Another Birmingham landlord was ordered to pay nearly £4,000 after being found guilty of failing to apply for a House in Multiple Occupation (HMO) licence and of four breaches of the HMO Management Regulations. Mohammed Yousaf, 36, of Green Road, Hall Green, was convicted in his absence after failing to attend Birmingham Magistrates’ Court today (June 23).
Yousaf was fined £2,000 and ordered to pay £1,758 court costs and a £100 victim surcharge.

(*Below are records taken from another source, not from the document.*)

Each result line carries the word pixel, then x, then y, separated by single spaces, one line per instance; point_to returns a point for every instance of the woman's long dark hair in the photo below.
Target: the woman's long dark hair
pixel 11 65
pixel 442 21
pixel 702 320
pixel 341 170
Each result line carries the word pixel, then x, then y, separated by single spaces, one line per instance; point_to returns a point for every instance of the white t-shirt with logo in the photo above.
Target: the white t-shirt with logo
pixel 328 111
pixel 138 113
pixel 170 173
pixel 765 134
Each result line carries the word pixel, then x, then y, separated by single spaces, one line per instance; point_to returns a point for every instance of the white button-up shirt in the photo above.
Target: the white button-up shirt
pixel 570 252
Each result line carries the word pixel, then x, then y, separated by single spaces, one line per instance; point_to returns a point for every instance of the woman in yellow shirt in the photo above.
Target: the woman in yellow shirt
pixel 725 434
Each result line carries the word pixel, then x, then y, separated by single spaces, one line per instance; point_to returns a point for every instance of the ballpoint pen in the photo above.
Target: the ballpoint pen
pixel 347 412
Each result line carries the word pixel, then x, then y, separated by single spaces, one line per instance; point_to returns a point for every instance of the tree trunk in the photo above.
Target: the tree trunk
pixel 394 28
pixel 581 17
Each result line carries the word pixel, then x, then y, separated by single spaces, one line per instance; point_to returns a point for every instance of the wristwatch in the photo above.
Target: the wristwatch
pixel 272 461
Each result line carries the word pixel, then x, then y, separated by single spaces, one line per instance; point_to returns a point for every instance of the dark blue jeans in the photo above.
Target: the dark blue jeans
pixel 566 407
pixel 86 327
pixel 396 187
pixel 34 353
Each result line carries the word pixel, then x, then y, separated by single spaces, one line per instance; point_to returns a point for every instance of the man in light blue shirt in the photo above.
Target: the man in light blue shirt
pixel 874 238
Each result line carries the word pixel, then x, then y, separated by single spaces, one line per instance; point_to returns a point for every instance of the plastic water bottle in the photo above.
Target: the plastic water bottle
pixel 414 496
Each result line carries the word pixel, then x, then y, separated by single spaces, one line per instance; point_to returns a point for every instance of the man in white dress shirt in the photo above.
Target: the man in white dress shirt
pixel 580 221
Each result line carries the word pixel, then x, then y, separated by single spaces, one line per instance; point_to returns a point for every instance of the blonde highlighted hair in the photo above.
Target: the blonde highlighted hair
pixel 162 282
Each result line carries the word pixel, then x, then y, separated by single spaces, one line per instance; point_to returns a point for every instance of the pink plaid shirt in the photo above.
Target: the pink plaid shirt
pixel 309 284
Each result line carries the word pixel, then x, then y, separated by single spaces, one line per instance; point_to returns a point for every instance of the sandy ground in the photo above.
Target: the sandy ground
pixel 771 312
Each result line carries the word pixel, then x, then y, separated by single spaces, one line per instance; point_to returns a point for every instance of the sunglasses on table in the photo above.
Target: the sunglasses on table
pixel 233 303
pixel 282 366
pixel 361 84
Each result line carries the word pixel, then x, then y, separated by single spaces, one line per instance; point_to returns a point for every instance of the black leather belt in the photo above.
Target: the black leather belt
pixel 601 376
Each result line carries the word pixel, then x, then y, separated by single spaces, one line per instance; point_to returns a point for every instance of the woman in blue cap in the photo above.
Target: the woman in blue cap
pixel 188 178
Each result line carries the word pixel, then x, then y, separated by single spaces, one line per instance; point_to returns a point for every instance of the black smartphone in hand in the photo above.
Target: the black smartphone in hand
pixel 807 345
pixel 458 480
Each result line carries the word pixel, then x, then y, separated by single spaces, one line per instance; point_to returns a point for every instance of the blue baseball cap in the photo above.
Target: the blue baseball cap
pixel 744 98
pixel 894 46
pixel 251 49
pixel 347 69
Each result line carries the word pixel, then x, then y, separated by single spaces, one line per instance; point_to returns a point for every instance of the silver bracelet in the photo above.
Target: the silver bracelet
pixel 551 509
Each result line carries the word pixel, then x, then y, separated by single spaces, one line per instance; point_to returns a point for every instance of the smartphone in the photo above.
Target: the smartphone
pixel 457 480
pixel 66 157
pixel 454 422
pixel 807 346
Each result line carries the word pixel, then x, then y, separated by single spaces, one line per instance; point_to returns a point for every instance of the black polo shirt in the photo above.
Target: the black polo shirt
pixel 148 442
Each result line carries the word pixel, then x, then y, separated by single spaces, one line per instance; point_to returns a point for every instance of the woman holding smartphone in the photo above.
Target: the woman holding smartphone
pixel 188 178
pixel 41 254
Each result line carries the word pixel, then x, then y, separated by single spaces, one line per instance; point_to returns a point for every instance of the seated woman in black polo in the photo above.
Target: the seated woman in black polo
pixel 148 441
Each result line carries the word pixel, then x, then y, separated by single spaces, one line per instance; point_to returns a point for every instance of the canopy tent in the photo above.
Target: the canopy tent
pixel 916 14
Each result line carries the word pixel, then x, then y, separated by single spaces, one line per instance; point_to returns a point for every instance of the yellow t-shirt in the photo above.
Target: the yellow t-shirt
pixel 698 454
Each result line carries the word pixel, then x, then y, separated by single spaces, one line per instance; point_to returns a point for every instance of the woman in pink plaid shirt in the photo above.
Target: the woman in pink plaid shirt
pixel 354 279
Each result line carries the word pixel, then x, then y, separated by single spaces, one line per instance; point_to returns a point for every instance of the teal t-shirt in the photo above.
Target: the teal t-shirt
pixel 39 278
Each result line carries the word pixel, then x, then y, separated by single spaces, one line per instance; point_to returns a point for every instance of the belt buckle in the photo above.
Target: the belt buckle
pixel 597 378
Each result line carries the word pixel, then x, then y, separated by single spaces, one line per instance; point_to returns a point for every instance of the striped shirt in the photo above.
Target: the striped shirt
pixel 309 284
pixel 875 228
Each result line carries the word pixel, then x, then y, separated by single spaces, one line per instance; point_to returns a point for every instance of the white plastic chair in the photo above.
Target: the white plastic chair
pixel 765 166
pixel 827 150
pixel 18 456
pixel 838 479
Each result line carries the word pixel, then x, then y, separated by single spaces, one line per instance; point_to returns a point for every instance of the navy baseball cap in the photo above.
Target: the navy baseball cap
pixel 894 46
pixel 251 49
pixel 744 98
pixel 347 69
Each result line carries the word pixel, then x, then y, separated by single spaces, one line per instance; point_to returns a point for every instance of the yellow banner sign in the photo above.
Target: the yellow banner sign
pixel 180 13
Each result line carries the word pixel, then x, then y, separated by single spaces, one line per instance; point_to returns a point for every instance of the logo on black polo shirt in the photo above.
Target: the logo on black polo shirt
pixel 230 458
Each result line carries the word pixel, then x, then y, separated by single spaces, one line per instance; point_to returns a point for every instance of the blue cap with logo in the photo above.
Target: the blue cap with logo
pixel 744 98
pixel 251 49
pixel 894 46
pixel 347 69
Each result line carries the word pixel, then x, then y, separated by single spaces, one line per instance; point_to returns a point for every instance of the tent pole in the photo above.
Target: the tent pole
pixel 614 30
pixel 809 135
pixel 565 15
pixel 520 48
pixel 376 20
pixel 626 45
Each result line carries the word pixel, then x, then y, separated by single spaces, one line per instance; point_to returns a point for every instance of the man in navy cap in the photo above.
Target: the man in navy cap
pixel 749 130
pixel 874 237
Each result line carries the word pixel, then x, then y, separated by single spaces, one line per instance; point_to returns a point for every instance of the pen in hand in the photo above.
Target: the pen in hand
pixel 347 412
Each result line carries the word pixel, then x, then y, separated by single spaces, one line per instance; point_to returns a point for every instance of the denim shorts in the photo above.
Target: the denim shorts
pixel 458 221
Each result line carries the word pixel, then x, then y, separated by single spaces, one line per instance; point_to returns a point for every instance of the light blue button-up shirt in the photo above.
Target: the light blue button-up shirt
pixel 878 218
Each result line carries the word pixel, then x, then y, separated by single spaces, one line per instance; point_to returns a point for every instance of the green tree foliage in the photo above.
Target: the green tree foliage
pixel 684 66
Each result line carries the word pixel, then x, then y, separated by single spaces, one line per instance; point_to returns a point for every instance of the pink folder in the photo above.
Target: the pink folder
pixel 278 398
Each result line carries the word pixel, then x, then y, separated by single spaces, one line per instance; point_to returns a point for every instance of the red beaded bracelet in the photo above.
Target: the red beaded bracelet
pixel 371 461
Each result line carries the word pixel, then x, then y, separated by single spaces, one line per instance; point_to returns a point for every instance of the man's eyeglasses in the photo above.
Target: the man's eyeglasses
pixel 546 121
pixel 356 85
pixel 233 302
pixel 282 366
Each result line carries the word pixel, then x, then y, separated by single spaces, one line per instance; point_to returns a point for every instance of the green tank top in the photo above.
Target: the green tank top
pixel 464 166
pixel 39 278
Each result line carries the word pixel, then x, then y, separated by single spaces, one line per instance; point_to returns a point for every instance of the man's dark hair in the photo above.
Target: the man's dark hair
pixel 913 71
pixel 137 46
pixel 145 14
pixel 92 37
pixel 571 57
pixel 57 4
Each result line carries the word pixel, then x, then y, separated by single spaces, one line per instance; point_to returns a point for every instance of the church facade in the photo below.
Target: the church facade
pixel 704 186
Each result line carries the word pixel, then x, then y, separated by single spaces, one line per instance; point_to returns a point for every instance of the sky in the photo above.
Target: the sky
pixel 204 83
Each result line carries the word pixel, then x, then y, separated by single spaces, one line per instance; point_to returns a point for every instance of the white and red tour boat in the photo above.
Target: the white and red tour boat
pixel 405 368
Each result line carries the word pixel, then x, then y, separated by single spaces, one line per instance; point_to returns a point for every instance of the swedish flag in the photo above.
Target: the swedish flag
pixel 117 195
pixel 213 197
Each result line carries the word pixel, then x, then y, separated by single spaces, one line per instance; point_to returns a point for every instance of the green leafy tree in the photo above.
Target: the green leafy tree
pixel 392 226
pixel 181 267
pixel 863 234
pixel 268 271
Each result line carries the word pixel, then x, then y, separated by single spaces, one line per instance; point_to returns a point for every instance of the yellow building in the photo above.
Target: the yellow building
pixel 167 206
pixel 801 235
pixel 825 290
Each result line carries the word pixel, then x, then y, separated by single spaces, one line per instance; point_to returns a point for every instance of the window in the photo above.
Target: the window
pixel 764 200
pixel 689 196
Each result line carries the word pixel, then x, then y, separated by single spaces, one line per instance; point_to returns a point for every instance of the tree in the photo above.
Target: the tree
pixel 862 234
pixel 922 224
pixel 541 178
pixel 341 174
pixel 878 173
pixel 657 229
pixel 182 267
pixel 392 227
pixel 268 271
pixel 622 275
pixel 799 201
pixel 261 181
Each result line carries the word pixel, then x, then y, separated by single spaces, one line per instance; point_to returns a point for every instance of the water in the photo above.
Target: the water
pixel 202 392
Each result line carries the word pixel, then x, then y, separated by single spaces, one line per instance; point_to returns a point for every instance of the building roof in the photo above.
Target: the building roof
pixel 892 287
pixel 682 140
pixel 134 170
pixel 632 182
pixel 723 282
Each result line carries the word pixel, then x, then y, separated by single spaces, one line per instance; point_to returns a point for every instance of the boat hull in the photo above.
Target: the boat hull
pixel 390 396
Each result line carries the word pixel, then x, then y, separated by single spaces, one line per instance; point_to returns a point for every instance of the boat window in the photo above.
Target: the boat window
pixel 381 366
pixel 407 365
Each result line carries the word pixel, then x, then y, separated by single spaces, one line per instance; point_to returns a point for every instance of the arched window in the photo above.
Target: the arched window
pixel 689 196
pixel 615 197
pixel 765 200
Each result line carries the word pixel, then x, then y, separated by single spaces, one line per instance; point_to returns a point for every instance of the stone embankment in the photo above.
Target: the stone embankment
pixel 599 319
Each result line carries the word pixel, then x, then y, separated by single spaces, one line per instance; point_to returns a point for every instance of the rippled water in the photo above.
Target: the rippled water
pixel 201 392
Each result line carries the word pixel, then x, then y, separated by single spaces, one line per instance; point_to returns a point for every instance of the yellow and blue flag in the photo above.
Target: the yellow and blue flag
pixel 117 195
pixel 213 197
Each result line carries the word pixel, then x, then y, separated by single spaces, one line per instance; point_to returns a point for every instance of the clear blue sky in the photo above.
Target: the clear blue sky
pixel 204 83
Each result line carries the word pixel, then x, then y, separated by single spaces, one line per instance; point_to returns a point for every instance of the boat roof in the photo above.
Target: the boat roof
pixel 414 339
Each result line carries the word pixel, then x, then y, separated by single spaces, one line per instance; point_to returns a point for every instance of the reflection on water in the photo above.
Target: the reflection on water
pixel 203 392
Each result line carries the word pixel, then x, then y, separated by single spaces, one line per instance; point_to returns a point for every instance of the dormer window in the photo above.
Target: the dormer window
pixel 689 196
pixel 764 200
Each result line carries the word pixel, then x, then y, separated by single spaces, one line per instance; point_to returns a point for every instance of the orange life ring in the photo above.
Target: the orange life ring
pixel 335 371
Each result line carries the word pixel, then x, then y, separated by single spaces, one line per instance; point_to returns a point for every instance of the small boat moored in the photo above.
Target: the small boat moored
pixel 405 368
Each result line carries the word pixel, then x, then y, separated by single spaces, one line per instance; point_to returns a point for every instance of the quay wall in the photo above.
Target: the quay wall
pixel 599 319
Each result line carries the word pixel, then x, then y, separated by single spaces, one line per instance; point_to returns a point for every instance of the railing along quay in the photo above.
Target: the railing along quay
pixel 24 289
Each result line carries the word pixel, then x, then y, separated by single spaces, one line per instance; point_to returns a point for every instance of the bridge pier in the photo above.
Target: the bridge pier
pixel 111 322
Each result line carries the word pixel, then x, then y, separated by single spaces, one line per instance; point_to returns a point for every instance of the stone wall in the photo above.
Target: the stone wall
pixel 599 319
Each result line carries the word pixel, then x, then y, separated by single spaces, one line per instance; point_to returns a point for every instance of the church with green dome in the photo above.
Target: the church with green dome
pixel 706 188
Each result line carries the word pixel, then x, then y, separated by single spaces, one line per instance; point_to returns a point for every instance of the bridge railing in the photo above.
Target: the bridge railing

The charges relate to a three-storey property in Rookery Road, Selly Oak, with five bedrooms, a shared lounge, kitchen and one shared bathroom, plus an en-suite with external access.
The property was referred to Birmingham City Council by the University of Birmingham’s community warden, whose team had identified it as a potentially unlicensed HMO. As no HMO licence application had been received for the property, council officers visited the address on October 22 2015 and spoke to one of the tenants, who confirmed that five students lived there.
An inspection of the property found numerous issues, including a damaged fire door for a second floor bedroom held together with a piece of wood, no smoke detector in the ground floor living room, a tumble drier installed in the escape route, no self-closers on any of the fire doors to bedrooms and no fire blanket in the communal kitchen.
Yousaf finally applied for an HMO licence on 18 December 2015.